At A Glance
- As emphasized by global experts, the seesaw in prices skidded more into the 'softening track' last week, mainly due to weaker economic figures reported by China as well as the major economies in Europe – and those were mainly propelled by slowdown in their manufacturing sectors.
Motorists filling up their vehicles with gasoline products will feel some pinch in their pockets this week as the price of this commodity will increase by P0.50 per liter, according to the pricing advisories of the oil companies.
Conversely, diesel products will incur a moderate rollback of P0.40 per liter; along with kerosene product prices which will also be trimmed by P0.35 per liter.
As of this writing, the industry players that already sent notices on their price adjustments effective Tuesday (March 5) had been Shell Pilipinas Corporation and Seaoil; while their rival-firms are expected to match adjusted prices.
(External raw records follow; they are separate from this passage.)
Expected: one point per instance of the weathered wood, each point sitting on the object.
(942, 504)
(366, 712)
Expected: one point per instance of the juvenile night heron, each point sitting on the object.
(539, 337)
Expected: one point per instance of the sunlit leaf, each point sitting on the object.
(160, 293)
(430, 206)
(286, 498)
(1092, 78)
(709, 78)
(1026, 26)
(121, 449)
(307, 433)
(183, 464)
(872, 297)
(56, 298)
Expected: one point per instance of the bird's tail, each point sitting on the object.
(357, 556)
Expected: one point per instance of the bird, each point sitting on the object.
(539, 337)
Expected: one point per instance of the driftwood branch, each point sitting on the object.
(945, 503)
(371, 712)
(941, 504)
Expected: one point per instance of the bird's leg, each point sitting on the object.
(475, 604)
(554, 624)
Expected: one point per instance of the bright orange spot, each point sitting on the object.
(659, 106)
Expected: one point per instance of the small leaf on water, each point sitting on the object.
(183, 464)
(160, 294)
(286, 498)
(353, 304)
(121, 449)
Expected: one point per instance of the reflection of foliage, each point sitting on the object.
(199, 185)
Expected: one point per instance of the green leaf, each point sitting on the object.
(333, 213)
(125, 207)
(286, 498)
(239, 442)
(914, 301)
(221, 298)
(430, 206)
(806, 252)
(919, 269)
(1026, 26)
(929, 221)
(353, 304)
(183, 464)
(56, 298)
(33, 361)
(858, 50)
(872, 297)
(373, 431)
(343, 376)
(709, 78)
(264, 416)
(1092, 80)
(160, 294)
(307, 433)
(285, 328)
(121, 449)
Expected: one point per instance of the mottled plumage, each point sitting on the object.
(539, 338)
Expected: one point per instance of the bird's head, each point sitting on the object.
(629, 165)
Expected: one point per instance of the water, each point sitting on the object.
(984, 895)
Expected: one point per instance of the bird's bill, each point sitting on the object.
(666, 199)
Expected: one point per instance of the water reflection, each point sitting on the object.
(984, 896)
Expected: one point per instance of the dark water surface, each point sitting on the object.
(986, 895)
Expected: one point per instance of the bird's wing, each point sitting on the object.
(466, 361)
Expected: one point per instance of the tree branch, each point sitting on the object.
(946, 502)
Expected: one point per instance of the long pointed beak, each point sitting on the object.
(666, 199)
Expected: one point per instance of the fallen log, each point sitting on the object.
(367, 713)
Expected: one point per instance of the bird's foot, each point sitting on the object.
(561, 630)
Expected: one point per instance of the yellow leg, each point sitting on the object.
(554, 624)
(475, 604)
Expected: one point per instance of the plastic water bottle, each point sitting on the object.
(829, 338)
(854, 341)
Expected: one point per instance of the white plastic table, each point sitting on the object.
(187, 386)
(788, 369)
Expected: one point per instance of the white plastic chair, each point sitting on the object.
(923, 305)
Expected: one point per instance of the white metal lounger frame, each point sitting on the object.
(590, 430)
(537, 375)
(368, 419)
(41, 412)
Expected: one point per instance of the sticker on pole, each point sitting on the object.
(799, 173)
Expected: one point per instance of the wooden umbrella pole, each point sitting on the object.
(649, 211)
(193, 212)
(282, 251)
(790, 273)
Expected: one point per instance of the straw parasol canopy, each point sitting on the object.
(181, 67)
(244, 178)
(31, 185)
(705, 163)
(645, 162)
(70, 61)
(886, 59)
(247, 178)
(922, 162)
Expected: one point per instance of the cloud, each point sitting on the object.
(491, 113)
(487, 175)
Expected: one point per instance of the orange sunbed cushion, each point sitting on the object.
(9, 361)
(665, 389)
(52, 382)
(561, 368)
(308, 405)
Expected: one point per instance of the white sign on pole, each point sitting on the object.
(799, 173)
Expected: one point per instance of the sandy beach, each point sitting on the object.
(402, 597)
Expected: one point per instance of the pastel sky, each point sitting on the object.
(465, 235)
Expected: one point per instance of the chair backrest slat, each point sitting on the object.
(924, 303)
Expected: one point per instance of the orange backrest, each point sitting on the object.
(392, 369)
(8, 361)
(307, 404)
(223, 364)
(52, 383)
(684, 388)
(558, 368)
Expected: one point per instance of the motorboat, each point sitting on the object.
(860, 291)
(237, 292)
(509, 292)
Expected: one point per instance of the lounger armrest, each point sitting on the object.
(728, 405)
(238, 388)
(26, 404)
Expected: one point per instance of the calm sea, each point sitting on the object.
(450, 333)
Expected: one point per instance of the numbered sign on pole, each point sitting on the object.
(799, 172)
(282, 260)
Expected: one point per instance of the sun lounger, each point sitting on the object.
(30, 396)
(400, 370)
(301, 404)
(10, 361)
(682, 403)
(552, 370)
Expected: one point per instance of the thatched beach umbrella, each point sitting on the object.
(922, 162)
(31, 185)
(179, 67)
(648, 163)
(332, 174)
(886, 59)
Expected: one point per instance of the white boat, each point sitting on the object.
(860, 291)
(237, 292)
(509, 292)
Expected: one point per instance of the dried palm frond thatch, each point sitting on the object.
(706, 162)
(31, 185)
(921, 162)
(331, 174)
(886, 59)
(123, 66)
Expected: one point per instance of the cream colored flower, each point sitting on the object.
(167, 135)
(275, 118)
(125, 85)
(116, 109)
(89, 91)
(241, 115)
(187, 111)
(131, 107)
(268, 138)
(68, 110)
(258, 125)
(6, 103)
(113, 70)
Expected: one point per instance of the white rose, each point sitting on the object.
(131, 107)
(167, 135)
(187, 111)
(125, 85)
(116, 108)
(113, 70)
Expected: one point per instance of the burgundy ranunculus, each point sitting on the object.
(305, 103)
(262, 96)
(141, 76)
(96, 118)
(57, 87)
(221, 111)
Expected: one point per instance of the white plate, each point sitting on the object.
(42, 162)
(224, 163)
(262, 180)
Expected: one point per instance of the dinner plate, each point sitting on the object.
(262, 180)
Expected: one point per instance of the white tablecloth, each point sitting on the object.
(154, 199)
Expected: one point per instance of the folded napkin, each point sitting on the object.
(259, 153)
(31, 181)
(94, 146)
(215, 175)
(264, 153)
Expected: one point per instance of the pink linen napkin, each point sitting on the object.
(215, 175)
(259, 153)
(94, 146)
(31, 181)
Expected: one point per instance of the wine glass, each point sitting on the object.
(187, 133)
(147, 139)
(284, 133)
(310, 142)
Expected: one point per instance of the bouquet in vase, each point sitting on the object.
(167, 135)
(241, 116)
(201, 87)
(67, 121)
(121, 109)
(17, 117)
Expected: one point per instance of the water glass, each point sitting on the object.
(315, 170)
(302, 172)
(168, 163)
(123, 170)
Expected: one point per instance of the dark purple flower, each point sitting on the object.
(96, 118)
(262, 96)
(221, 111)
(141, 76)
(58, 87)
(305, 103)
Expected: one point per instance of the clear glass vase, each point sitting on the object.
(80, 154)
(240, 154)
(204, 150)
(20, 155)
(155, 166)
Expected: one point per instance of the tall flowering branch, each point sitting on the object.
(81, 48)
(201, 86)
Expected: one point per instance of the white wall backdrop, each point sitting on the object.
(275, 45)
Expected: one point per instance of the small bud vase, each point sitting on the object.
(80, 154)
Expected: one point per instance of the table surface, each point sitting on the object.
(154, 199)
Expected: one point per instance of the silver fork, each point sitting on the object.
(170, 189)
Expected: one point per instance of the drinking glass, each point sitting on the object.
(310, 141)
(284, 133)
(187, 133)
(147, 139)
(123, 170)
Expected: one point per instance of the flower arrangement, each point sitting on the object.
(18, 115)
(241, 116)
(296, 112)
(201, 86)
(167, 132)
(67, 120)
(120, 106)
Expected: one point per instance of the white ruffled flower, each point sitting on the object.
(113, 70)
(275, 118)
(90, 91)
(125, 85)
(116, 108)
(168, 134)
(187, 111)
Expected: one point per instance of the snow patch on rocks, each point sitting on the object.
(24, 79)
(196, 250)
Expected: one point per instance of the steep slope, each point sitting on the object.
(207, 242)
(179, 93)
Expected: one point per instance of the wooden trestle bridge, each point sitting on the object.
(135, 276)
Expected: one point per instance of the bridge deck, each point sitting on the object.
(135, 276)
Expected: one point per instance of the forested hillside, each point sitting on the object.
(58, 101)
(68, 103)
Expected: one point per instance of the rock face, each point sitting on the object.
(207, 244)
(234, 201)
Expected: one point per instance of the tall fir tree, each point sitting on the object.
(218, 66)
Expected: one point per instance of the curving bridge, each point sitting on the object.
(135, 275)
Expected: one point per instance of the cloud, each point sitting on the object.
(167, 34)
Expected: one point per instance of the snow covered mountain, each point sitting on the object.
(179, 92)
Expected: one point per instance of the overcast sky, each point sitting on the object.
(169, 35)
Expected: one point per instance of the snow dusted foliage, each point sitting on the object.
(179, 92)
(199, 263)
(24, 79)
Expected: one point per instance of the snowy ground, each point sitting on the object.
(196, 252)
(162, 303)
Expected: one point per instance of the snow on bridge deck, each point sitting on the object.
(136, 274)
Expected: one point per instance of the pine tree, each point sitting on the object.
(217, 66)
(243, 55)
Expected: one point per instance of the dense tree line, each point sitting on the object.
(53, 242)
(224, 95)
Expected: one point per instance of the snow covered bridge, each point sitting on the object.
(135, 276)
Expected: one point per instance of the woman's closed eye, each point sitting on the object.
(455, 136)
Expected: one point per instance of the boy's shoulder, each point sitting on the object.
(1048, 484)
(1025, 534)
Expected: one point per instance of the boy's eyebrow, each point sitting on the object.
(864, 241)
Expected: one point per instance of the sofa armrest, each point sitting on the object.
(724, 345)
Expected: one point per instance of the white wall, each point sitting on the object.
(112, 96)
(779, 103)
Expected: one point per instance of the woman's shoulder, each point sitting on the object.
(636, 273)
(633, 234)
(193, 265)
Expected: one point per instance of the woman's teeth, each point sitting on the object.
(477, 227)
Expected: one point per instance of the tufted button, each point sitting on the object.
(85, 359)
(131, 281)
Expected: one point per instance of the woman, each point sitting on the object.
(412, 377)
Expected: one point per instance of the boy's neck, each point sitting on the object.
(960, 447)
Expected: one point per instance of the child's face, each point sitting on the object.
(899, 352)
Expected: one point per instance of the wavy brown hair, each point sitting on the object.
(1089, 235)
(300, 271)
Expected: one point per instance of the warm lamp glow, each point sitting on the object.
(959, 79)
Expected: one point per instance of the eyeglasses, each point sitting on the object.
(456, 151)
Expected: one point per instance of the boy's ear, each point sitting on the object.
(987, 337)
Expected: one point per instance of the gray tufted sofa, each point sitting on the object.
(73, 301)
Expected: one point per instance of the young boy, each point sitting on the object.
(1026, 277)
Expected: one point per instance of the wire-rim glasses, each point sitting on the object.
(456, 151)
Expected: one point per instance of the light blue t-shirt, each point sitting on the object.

As a weekly routine, the oil firms have been reflecting price fluctuations at the domestic pumps based on the outcome of trading in the regional market as referenced on the Mean of Platts Singapore (MOPS), but the factor triggering added price pressure had been the risk premium arising from the Red Sea friction.
That geopolitical event has been affecting price swings in oil markets since November last year due to the rerouting of the commercial vessels in delivering fuel commodities to markets.
As emphasized by global experts, the seesaw in prices skidded more into the ‘softening track’ last week, mainly due to weaker economic figures reported by China as well as the major economies in Europe – and those were mainly propelled by slowdown in their manufacturing sectors.
As of Monday (March 4) trading, international benchmark Brent crude was roughly steady at $83 per barrel level, and there are no developments manifesting yet that could trigger wild gyration in prices in the days ahead.
For this week, the most awaited development will be announcement from the Organization of the Petroleum Exporting Countries and ally-producers (collectively known as OPEC+) on whether they will scrap or continue their voluntary output reduction.
In the US market, in particular, there is also expectation on a decision for interest rate cuts, but its impact on oil markets is still not apparent at this time.
For an oil import-dependent economy like the Philippines, it always comes as a bit of bad news when prices tick up at the pumps, hence, that is the market development which often requires keen attention from the government – especially in supporting the public transport’s need for financial subsidy.